I was at the British Library earlier this
week, and found sheets of official paper neatly laid out on each desk in the
Humanities I Reading room. This sight makes me slightly nervous, as it can
indicate an announcement of imminent industrial action, or a broken
book-retrieving machine in the stacks, but in this case the papers turned out
to be a questionnaire, an exercise by the private research consultancy Oxford Economics. As the Chief Executive of the BL explains in her covering letter,
the aim of this research is to ‘quantify the impact of the Library on the UK
economy’, with a view to lobbying the government more effectively.

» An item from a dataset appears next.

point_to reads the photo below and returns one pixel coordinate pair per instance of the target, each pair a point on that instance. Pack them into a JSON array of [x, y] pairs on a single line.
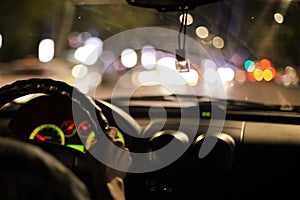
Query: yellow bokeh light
[[268, 75], [258, 74]]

Some of the questions were simple enough,
to capture economic activity associated with coming to the BL – how much do you
spend on public transport to get here, how much do you spend on food in our
cafe? But the two questions which gave me most
food for thought were ones which conjured up an alternative world, in which
access to a research library becomes (just?) a commodity, which can be
purchased for the right price. What would
be the maximum amount you would be willing to pay per month as a donation or
subscription…? – how much would you fork out for the right to sit in these
beautiful spaces and read Władysław Pociecha’s account of the 1519-21
Polish-Prussian war? Rather sheepishly, I wrote in pencil £25, because that’s
slightly more than the sum you might pay for membership of a big scholarly
association, like the Renaissance Society of America. Then, a question which
made my eyes widen at my desk: Imagine
the BL… allowed existing Readers to sell their Pass. What is the minimum amount
you would be willing to accept? What is that piece of green plastic worth to
you?
What's it worth to you? |
In this hypothetical scenario, you can
imagine BL cards traded furiously on e-bay, or exchanged for cash on seedy
street corners behind King’s Cross station. I conjured up some fantastical sums
in my head (£5K, £10K?), before putting my pen down because, cheesy though it
sounds, to an academic a BL pass is probably priceless. Even scholars live in a
material world, and function within a wider economy, whether they like it or
not, so there’s no point in putting one’s head totally in the sand. The BL has
to make a loud case for public funding, and it is of course
regrettable that education and research (the pursuit of better understanding of
the world) increasingly have to be justified in purely economic terms. But even in this climate, the hypothetical act of putting a price on an individual's lifetime access to ‘the world’s knowledge’ (to quote the BL’s
slogan), to the national research collection, still has
a rather dystopian chill to it. So I’m still carrying the questionnaire
around in my bag, unsure whether to hand it over to Oxford Economics or not.